EntityFramework

It is an analysis on how we can implement Entity Framework.

scale

The total amount of members in corcompare is about 800, which is about 3 to 4 times bigger than Linq to SQL (which was AFAIR about 250 missing stuff).

Components, in to-be-implemented order

The order is actually a rough guess.

  1. System.Data.Metadata.Edm (entity data model)
  2. Entity SQL (esql) parser
  3. System.Data.EntityClient (ADO.NET provider to EDM)
  4. System.Data.Objects.DataClasses (EntityObject basis)
  5. System.Data.Common.CommandTrees (Expression Tree for EF)
  6. System.Data.Common (Provider basis for Edm)
  7. System.Data.Objects (ObjectQuery)

1) and 3) could be implemented within ADO.NET 2.0 core knowledge and experience on ADO.NET core would be precious here.

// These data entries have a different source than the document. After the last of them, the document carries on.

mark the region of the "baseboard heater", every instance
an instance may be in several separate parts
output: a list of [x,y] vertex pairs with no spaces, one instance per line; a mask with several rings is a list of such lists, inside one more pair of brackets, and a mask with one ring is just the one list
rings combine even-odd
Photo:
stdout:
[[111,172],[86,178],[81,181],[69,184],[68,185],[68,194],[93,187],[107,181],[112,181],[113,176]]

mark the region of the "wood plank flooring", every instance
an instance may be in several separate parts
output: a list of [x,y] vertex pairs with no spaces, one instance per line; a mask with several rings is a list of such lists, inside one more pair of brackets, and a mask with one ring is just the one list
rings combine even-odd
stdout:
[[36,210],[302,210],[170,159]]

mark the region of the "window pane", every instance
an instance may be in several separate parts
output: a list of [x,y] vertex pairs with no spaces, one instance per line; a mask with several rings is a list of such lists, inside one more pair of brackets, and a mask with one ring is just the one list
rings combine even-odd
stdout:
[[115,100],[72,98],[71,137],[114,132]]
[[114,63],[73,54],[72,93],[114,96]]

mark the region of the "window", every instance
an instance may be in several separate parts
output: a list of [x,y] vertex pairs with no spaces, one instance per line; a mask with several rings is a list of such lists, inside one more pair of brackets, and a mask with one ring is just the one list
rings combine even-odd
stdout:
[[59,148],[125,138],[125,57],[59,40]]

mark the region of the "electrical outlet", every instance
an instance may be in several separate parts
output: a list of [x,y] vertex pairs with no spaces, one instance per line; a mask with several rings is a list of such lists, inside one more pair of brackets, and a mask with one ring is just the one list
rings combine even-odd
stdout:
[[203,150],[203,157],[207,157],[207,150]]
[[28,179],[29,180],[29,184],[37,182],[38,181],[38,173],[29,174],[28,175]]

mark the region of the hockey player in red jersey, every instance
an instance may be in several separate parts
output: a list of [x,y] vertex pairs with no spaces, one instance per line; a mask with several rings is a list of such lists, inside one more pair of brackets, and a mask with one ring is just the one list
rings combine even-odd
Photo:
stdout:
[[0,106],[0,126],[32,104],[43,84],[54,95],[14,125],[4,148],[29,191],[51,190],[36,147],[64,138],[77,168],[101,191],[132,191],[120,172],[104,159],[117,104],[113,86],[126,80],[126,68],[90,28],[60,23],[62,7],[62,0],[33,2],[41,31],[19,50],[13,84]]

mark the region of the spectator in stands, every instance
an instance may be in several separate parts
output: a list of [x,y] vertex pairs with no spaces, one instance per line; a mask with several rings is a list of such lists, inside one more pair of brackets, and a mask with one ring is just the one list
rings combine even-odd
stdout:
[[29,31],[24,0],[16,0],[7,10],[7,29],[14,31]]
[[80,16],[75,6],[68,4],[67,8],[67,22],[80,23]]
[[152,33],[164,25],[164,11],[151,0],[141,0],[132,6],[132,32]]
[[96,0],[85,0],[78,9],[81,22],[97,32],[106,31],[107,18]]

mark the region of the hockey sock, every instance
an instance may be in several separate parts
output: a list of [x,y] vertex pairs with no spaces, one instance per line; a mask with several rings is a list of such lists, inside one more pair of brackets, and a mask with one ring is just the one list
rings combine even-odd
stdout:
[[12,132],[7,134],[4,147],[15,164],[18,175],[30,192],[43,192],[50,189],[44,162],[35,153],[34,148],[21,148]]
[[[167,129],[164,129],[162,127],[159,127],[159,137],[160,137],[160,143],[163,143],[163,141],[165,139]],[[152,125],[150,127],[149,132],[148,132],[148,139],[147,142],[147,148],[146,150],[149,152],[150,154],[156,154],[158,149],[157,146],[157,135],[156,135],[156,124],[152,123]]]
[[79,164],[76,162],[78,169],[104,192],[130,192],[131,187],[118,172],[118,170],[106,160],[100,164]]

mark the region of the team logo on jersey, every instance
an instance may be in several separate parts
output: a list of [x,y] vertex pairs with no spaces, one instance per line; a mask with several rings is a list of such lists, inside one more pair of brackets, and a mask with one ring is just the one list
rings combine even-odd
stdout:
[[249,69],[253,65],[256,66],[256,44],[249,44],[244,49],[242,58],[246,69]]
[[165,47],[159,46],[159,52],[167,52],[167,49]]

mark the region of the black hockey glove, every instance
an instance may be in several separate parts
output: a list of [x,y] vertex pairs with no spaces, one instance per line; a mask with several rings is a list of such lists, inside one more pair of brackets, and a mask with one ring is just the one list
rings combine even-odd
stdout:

For 2), anyone with parser knowledge (like Mono.Data.SqlExpressions or XPath) would fit there.

4) would not be a big task. But I have to say, I'm unsure about this layer.

For 5) we might make use of DBLinq "sugar" module to understand things in depth and optionally reuse the code. I'm not sure how they are similar or different yet.

For 6) we need xml parsing to populate couple of mapping/settings.

7) is to unite and implement them. For 5) we could use some db providers (npgsql/sqlite/firebird etc.) which contain support for EF.

Probably it is one hacker / year to get full component implemented as alpha shape (but monkeys may do it quicker). And probably more couple of months to get it stabilized.

dogfoods

  1. EntityDataSource, in ASP.NET works like LinqDataSource in 3.5.
    1. It could be used with DynamicData, which is not much complicated.
    2. Data Services is another option, but it requires much more code.
  2. As mentioned above, Npgsql/SQLite/Firebird seem to support EF.